Is the Nvidia share price’s 6,580% gain just the start?
The Nvidia share price has risen 6,580% since mid-2015, as global demand for microchips surges, and it continues its attempts to takeover UK rival Arm. Could it soar into 2022 and beyond?
The Nvidia (NASDAQ: NVDA) share price is a US stock success story. In mid-2015, the microchip specialist was a penny stock by US standards, trading for under $5 a share. On 29 November 2021, it had made a modest gain of 6,580%, reaching a record $334. By comparison, the NASDAQ Composite Index rose roughly 200% over the same timescale.
Nvidia’s core product, semiconductors (or microchips) are often likened to the ‘brain cells’ of a computer, as the nucleus is to a biological cell. And record demand for the technology is set to continue. However, Nvidia was trading for only $116 as recently as March. And in the past three weeks, it’s fallen 12% to $294, as its proposed multi-billion-dollar takeover plan for UK rival Arm comes under fire.
Nvidia share price: just out of Arm’s reach
Nvidia first expressed an interest in taking over its privately held rival in September 2020. The move was met with immediate national security and anti-trust opposition. Arm’s cutting-edge energy-efficient chip architectures are used in 95% of smartphones worldwide. Moreover, the company is widely viewed as a showpiece for the UK technology sector. And since Nvidia’s first proposal, Arm has nearly doubled in value from $40 billion to $75 billion in a little over a year.
After finding ‘significant competition concerns’ during its initial investigations, the UK’s Competition and Markets Authority (CMA) has begun a full ‘phase 2’ probe into the proposed merger. And the European Commission (EC) has also launched its own investigation, with EC Executive Vice President Margrethe Vestager commenting that ‘the acquisition of Arm by Nvidia could lead to restricted or degraded access to Arm’s IP, with distortive effects in many markets.’
But it’s the US Federal Trade Commission (FTC) that has truly sent both companies back to the drawing board. Bureau of Competition Director Holly Vedova said she wanted to stop the ‘largest semiconductor chip merger in history to prevent a chip conglomerate from stifling the innovation pipeline for next-generation technologies.' Calling Arm the ‘Switzerland’ of chipmakers, the FTC is suing Nvidia as it believes the deal would ‘allow the combined firm to unfairly undermine Nvidia’s rivals.’

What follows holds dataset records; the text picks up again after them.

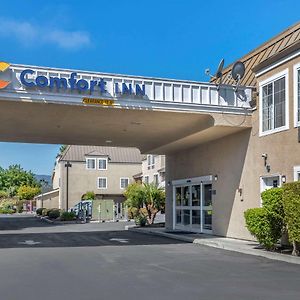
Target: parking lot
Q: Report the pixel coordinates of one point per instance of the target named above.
(102, 261)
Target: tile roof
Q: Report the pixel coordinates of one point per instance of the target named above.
(116, 154)
(270, 48)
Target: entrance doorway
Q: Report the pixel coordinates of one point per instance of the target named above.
(193, 204)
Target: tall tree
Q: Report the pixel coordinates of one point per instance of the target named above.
(12, 178)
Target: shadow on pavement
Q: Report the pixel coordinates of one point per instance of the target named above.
(21, 222)
(81, 239)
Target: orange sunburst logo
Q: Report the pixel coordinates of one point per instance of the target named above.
(3, 66)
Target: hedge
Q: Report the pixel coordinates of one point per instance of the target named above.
(260, 225)
(291, 205)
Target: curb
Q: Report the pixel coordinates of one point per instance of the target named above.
(222, 245)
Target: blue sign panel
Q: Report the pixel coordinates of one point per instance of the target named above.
(81, 85)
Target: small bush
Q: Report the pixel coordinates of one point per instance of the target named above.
(3, 194)
(67, 216)
(39, 211)
(54, 213)
(291, 205)
(45, 212)
(260, 224)
(4, 210)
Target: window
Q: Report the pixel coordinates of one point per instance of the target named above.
(274, 104)
(124, 182)
(297, 94)
(268, 182)
(155, 179)
(102, 183)
(151, 161)
(91, 163)
(297, 173)
(102, 164)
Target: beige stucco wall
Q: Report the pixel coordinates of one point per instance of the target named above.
(82, 180)
(159, 162)
(49, 201)
(237, 160)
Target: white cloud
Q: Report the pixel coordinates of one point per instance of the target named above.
(28, 34)
(66, 39)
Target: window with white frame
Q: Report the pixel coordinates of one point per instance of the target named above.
(274, 104)
(102, 183)
(297, 173)
(297, 94)
(102, 164)
(151, 161)
(124, 181)
(155, 179)
(91, 163)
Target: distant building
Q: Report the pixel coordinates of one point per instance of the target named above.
(153, 170)
(106, 171)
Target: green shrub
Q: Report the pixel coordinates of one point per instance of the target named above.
(39, 211)
(19, 206)
(261, 225)
(67, 216)
(54, 213)
(3, 194)
(291, 205)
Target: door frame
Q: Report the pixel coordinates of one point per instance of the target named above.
(202, 180)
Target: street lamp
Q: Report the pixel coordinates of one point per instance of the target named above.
(67, 165)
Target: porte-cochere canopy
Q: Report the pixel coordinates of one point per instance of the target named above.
(47, 105)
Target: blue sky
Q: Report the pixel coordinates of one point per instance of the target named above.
(173, 39)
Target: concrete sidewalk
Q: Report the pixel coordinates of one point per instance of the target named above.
(241, 246)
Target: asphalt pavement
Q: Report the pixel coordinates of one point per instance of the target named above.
(102, 261)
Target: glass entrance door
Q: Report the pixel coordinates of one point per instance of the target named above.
(193, 207)
(207, 207)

With all three regulators against the takeover in its current form, it’s hard to see how it could continue. But there were no issues when Arm was bought by Japanese giant SoftBank for $32 billion in 2016. And if SoftBank CEO Masayoshi Son is right in believing that the deal will eventually go through, the Nvidia share price could skyrocket.
Money, money, money
In Q3 results last month, Nvidia reported record revenue of $7.1 billion, up 50% compared to the same quarter last year, and 9% quarter-over-quarter. This allowed the company to pay out quarterly dividends of over $100 million. This performance was largely driven by its best-ever gaming and data centre results.
CEO Jensen Huang said that ‘demand for Nvidia AI is surging, driven by hyper-scale and cloud scale-out, and broadening adoption by more than 25,000 companies. NVIDIA RTX has reinvented computer graphics.’ Further ‘Omniverse was a major theme…(which) brings together NVIDIA’s expertise in AI, simulation, graphics and computing infrastructure. This is the tip of the iceberg of what’s to come.’

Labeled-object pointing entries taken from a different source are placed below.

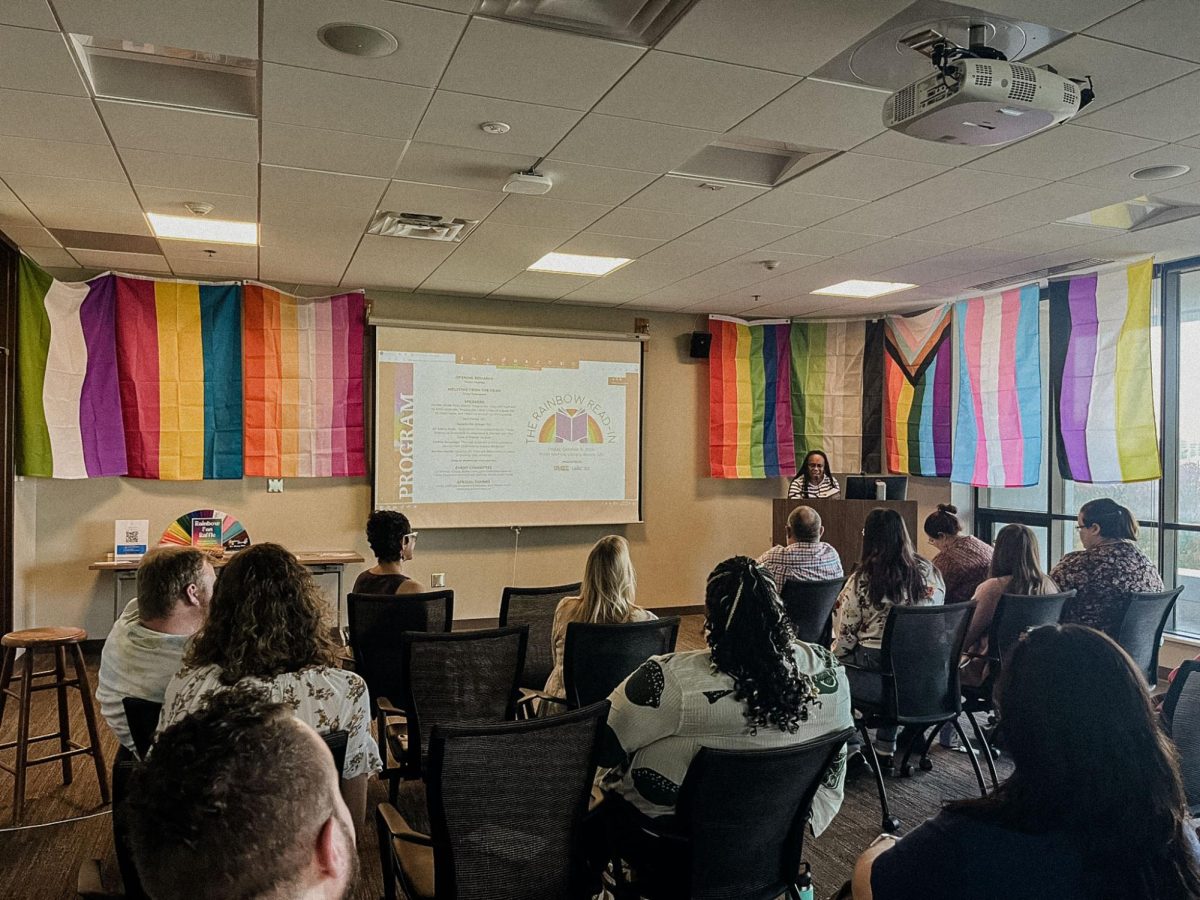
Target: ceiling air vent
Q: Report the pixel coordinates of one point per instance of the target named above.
(420, 226)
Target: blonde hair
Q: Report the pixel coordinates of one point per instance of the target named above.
(606, 595)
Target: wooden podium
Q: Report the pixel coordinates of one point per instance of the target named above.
(843, 521)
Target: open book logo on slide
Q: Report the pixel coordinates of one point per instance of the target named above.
(570, 426)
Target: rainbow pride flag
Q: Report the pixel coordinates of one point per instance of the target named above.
(69, 405)
(179, 355)
(303, 360)
(749, 399)
(997, 435)
(917, 393)
(1101, 376)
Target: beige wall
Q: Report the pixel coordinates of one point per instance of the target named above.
(690, 520)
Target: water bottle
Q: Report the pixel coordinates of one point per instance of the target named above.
(805, 883)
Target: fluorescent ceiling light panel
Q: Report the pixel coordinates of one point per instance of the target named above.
(215, 231)
(856, 287)
(577, 264)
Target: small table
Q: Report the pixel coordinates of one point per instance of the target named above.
(318, 562)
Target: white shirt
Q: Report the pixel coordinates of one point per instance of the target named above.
(136, 663)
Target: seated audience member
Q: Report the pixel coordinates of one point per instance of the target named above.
(239, 799)
(606, 598)
(891, 573)
(145, 647)
(805, 557)
(391, 539)
(269, 627)
(1095, 807)
(961, 558)
(756, 687)
(1108, 568)
(814, 479)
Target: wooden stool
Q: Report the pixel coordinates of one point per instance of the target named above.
(59, 640)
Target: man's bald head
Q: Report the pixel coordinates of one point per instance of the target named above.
(804, 525)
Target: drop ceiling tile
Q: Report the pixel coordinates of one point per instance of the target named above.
(787, 208)
(1062, 151)
(819, 114)
(862, 178)
(461, 167)
(535, 65)
(396, 262)
(675, 193)
(34, 60)
(191, 173)
(330, 150)
(545, 213)
(1169, 112)
(694, 93)
(1161, 25)
(894, 145)
(228, 27)
(307, 186)
(325, 100)
(181, 131)
(593, 184)
(1115, 177)
(737, 234)
(49, 117)
(1121, 71)
(628, 143)
(169, 201)
(28, 13)
(59, 159)
(454, 120)
(823, 241)
(426, 37)
(441, 201)
(121, 262)
(610, 245)
(646, 223)
(793, 36)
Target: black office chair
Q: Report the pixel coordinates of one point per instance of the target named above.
(535, 607)
(1181, 713)
(809, 606)
(1015, 615)
(917, 685)
(1140, 631)
(505, 807)
(738, 829)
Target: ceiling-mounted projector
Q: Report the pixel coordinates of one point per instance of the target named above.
(977, 97)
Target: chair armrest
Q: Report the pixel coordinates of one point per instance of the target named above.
(397, 827)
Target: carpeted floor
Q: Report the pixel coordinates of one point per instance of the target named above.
(41, 863)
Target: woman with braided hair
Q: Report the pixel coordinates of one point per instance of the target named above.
(756, 687)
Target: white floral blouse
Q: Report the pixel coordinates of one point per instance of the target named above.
(327, 699)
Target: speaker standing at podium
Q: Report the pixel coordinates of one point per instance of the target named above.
(814, 478)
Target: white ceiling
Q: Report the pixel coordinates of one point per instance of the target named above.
(340, 138)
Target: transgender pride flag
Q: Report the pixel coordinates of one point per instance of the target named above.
(67, 397)
(997, 431)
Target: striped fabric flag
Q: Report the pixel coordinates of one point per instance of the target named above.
(67, 397)
(1101, 376)
(917, 393)
(749, 399)
(827, 390)
(997, 431)
(304, 384)
(179, 354)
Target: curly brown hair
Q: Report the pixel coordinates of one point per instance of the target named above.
(267, 618)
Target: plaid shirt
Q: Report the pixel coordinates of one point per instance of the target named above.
(802, 562)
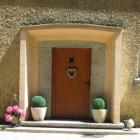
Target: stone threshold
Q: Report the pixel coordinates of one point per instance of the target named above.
(72, 124)
(72, 131)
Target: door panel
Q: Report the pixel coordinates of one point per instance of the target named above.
(71, 83)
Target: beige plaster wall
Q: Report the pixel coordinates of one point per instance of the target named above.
(122, 13)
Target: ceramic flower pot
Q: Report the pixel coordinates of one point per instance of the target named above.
(38, 114)
(15, 120)
(99, 115)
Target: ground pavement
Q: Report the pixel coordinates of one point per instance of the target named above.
(60, 136)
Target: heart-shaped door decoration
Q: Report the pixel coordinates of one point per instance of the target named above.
(71, 72)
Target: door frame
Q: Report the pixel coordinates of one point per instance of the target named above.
(52, 92)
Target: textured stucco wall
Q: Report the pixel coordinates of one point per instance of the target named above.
(45, 66)
(122, 13)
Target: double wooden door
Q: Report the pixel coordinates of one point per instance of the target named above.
(71, 69)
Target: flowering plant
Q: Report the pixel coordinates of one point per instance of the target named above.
(13, 112)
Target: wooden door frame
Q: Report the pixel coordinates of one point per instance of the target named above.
(54, 72)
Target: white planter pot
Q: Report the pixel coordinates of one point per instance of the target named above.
(38, 114)
(99, 115)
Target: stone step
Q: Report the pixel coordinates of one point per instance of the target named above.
(72, 131)
(72, 124)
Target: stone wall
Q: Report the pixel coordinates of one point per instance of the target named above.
(122, 13)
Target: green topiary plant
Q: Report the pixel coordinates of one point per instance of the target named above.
(98, 103)
(38, 101)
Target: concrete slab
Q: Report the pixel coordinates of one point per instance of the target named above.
(72, 124)
(72, 131)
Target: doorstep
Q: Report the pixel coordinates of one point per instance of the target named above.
(71, 124)
(72, 131)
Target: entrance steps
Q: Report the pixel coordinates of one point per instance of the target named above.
(72, 127)
(71, 124)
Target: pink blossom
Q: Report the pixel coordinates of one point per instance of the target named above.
(15, 109)
(23, 113)
(9, 110)
(8, 118)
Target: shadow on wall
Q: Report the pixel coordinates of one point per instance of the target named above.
(120, 5)
(9, 74)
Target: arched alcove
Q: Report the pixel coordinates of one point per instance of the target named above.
(30, 39)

But Nvidia will face stiff competition from competitors Intel and AMD. The shortage of microchips means that the demand for skilled workers is higher than ever — and in good news for employees, this means pay rises. Intel is spending $2.4 billion next year on staff salaries, comprised of $1 billion in cash and a further $1.4 billion in shares, to help ‘win the fierce battle for talent in today’s competitive market.’ Its 110,000-strong workforce will receive an average raise of $21,000 per year, and Nvidia will likely be forced to compete financially for workers.
But as the microchip shortage continues, Huang told investors that Nvidia had ‘secured guaranteed supply, very large amounts of it, quite a spectacular amount of it from the world's leading foundry.’ Perhaps that’s why UBS analyst Timothy Arcuri made Nvidia one of his ‘top picks’ for 2022.
While the Arm takeover may be on hold for now, the Nvidia share price could continue its bull run into 2022.